To branch out from my normal topics, I thought I’d discuss a new site I’ve recently discovered thanks to S you could try here. Roll20.net is a way of playing Dungeons and Dragons (D&D) (and many other systems) online with voice, video, maps, text, intergrated character sheets and a way of looking for groups.
Now, I’ve had quite a bit of tabletop experience, having been in a very long campaign at university of D&D 3e and more recently run Pathfinder in person and Changeling: the Dreaming. Changeling was run over IRC, which worked really well with being able to whisper rolls and secrets to my players that you just can’t do in person without suspicious note passing over the table. So I knew it was possible and could work well, but the main problem I found was combat. While I enjoy the ‘theatre of the mind’ and it works well in things like World of Darkness, for D&D where distances and ranges and positioning is vitally important to many abilities, everyone can be percieving events differently.
R20 provides an interface where GMs can put together maps and encounters with character and monster tokens, which players and the GM can move according to the various movement rules. This allows everyone to see what is happening and where everyone is, which greatly helps move combat on quickly. Combined with a initiative list (although slightly buggy as if you’re not clicked on your token you don’t come up in the order) and a character sheet that allows you to just click on the ability and have the dice rolled for you, this makes combat easy. It’s also nice that everyone can see the rolls (although it’s possible to do secret rolls to the GM) and there’s no chance of the dice falling off the table.
The abilities can be dragged into the interactive character sheet from the in-app Compedium (for D&D 5e anyway) which takes a few tries to get used to, and that fills in all the numbers and modifiers. You only have to fill in your stats (generated however your GM decides), level and class, and several things are filled in for you. Then it’s just a matter of building your character with the rules in the Player’s Handbook, ticking skills, etc, and you’re done. Again, clicking on a save or a spell will roll the dice for you, or show the ability’s text from the compedium if it’s not a damage spell. Any damage/healing spells will be auto added to your attacks list – again, this has been a bit buggy for me, but nothing major – and casting at higher levels is also automated as you can select the level you’re casting at. I did have a slight issue with the rogue in The Master’s Vault one-shot as it appeared to add the sneak attack damage to all my attack automatically, even when it wasn’t meant to be included, but that was easily modified in the sheet. There’s no room for some abilities, such as the background ones, which are not helpfully put in and I had to copy and paste, or the racial ones – at least the standard PHB ones would be useful; but as a lot of those are RP based or don’t need rolls, like darkvision, it’s not a huge issue. There’s also a decent space for bio and similar in the character sheet which is nice.

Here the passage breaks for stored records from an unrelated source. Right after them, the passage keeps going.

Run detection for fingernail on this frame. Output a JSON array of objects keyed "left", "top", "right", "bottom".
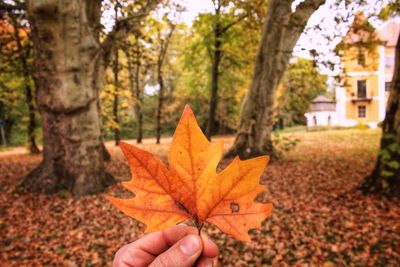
[
  {"left": 179, "top": 235, "right": 200, "bottom": 256},
  {"left": 204, "top": 259, "right": 214, "bottom": 267}
]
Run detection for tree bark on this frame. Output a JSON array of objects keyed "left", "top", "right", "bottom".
[
  {"left": 11, "top": 16, "right": 40, "bottom": 154},
  {"left": 113, "top": 1, "right": 121, "bottom": 146},
  {"left": 156, "top": 23, "right": 176, "bottom": 144},
  {"left": 206, "top": 18, "right": 222, "bottom": 139},
  {"left": 126, "top": 35, "right": 143, "bottom": 144},
  {"left": 225, "top": 0, "right": 325, "bottom": 159},
  {"left": 22, "top": 0, "right": 113, "bottom": 196},
  {"left": 156, "top": 63, "right": 164, "bottom": 144},
  {"left": 113, "top": 49, "right": 121, "bottom": 146},
  {"left": 362, "top": 36, "right": 400, "bottom": 197}
]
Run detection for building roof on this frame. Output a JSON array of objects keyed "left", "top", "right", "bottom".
[
  {"left": 310, "top": 95, "right": 336, "bottom": 112},
  {"left": 312, "top": 95, "right": 335, "bottom": 103},
  {"left": 378, "top": 20, "right": 400, "bottom": 46},
  {"left": 342, "top": 12, "right": 380, "bottom": 45}
]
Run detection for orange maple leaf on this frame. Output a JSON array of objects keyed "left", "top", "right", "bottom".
[{"left": 107, "top": 106, "right": 272, "bottom": 241}]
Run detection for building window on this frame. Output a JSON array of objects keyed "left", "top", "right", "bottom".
[
  {"left": 357, "top": 52, "right": 365, "bottom": 67},
  {"left": 385, "top": 82, "right": 391, "bottom": 92},
  {"left": 385, "top": 56, "right": 394, "bottom": 68},
  {"left": 358, "top": 106, "right": 367, "bottom": 118},
  {"left": 357, "top": 80, "right": 367, "bottom": 98}
]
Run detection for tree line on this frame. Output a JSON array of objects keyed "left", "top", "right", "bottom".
[{"left": 0, "top": 0, "right": 399, "bottom": 195}]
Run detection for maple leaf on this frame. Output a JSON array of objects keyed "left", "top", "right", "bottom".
[{"left": 107, "top": 106, "right": 272, "bottom": 241}]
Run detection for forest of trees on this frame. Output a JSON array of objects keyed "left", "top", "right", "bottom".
[{"left": 0, "top": 0, "right": 400, "bottom": 199}]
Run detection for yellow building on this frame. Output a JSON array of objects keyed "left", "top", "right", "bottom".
[{"left": 336, "top": 13, "right": 400, "bottom": 127}]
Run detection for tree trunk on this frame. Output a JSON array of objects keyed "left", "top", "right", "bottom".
[
  {"left": 113, "top": 49, "right": 121, "bottom": 146},
  {"left": 22, "top": 0, "right": 113, "bottom": 195},
  {"left": 126, "top": 36, "right": 143, "bottom": 144},
  {"left": 11, "top": 16, "right": 40, "bottom": 154},
  {"left": 206, "top": 21, "right": 222, "bottom": 139},
  {"left": 156, "top": 23, "right": 176, "bottom": 144},
  {"left": 113, "top": 1, "right": 121, "bottom": 146},
  {"left": 362, "top": 36, "right": 400, "bottom": 197},
  {"left": 156, "top": 62, "right": 164, "bottom": 144},
  {"left": 226, "top": 0, "right": 325, "bottom": 159}
]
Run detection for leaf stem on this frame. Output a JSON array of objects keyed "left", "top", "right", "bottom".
[{"left": 197, "top": 223, "right": 204, "bottom": 235}]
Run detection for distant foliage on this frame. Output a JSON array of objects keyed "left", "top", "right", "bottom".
[{"left": 276, "top": 58, "right": 327, "bottom": 126}]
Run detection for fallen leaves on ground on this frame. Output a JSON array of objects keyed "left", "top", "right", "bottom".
[{"left": 0, "top": 130, "right": 400, "bottom": 267}]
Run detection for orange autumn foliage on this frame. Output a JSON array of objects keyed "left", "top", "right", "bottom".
[{"left": 107, "top": 106, "right": 272, "bottom": 241}]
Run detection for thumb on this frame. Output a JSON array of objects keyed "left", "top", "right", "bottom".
[{"left": 150, "top": 235, "right": 203, "bottom": 267}]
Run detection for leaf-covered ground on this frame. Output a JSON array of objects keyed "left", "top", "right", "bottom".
[{"left": 0, "top": 130, "right": 400, "bottom": 267}]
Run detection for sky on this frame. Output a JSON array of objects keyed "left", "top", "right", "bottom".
[{"left": 182, "top": 0, "right": 389, "bottom": 76}]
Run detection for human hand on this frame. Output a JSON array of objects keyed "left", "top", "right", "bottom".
[{"left": 113, "top": 225, "right": 219, "bottom": 267}]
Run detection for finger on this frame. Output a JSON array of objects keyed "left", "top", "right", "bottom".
[
  {"left": 113, "top": 225, "right": 197, "bottom": 267},
  {"left": 201, "top": 233, "right": 219, "bottom": 258},
  {"left": 196, "top": 257, "right": 216, "bottom": 267},
  {"left": 150, "top": 234, "right": 203, "bottom": 267}
]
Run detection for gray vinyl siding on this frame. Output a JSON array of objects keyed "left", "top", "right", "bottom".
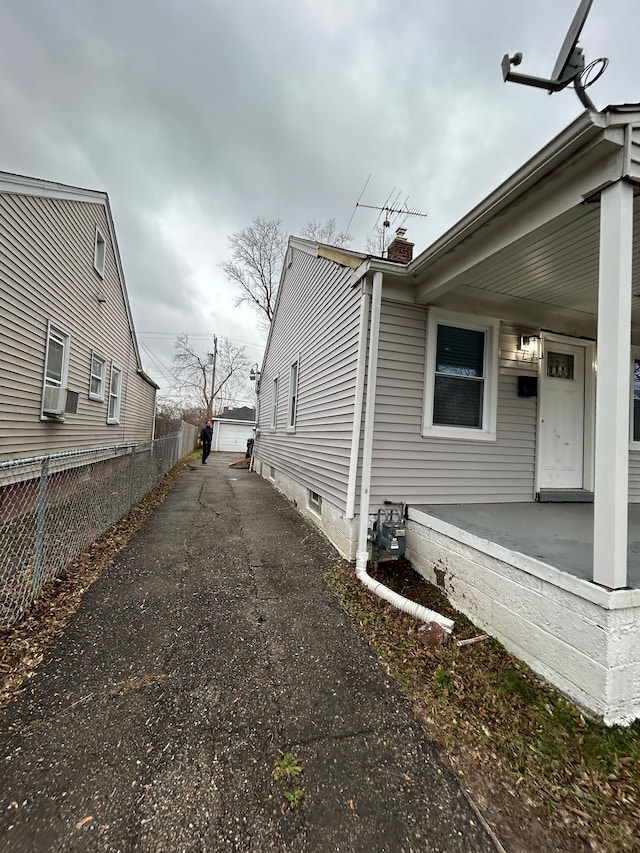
[
  {"left": 629, "top": 450, "right": 640, "bottom": 496},
  {"left": 371, "top": 301, "right": 537, "bottom": 505},
  {"left": 257, "top": 250, "right": 360, "bottom": 509},
  {"left": 0, "top": 188, "right": 155, "bottom": 459}
]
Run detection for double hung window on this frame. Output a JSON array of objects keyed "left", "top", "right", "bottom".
[
  {"left": 89, "top": 353, "right": 107, "bottom": 402},
  {"left": 107, "top": 364, "right": 122, "bottom": 424},
  {"left": 271, "top": 376, "right": 278, "bottom": 429},
  {"left": 423, "top": 310, "right": 499, "bottom": 440},
  {"left": 287, "top": 358, "right": 300, "bottom": 431},
  {"left": 42, "top": 323, "right": 70, "bottom": 418},
  {"left": 631, "top": 348, "right": 640, "bottom": 445}
]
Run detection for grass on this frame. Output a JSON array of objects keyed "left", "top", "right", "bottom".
[
  {"left": 325, "top": 561, "right": 640, "bottom": 853},
  {"left": 272, "top": 752, "right": 305, "bottom": 810},
  {"left": 0, "top": 454, "right": 193, "bottom": 707}
]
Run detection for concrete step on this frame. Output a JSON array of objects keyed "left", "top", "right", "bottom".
[{"left": 537, "top": 489, "right": 593, "bottom": 503}]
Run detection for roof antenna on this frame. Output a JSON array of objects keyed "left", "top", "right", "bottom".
[
  {"left": 502, "top": 0, "right": 609, "bottom": 110},
  {"left": 356, "top": 200, "right": 428, "bottom": 255}
]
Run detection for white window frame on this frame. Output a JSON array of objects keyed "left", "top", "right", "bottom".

The actual UI of the browser app is good – the map can be hex or square grid, and the tokens customised to your character – mine are (so far) some artwork one of my co-players did of Gregori – my cleric – and some artwork I commissioned of Xanashirel – my warlock. The map can be changed by the GM from an over all world map to a area map for combat (both of which they can draw on to indicate useful things like spell areas or positions of things) and one square/hex can be various distances as needed. The rolls are clear, although sometimes damage seems to be auto-rolled and sometimes not. I haven’t figured out if it depends on if tokens are selected or not yet. There’s also the ability to add symbols to the tokens to show things like flying, prone, poisoned etc, as well as circles that can be used for health or similar. So far I’ve only played a couple of sessions, but so far it seems to work well and makes things like flanking and spell range so much easier. Well, except where Xan is flying and we need to know if the cleric can touch his feet to heal him – the maps aren’t 3D.
I’m planning on running a Vampire: the Masquerade game soon, which will probably involve a far different style of running, particularly in combat and I like the fact I can whisper secrets to players (especially those spot rolls and similar where only one person succeeds, or similar) and I look forward to seeing how that works. In the mean time I will be playing (and posting about) three D&D 5e games using R20 and hope you’ll enjoy hearing about them.
I will add that you can also get plus and pro memberships and currently I’m using free, because it seems to do everything I need at the moment. This does mean that I currently can’t play on my mobile unless the GM has a paid membership, but I prefer playing on the PC anyway. Maybe eventually I’ll pay if it continues being as good and continues improving, and the campaigns continue as well as they appear they will. For now, I’ll just enjoy being back at the [virtual] table and rolling the dice again.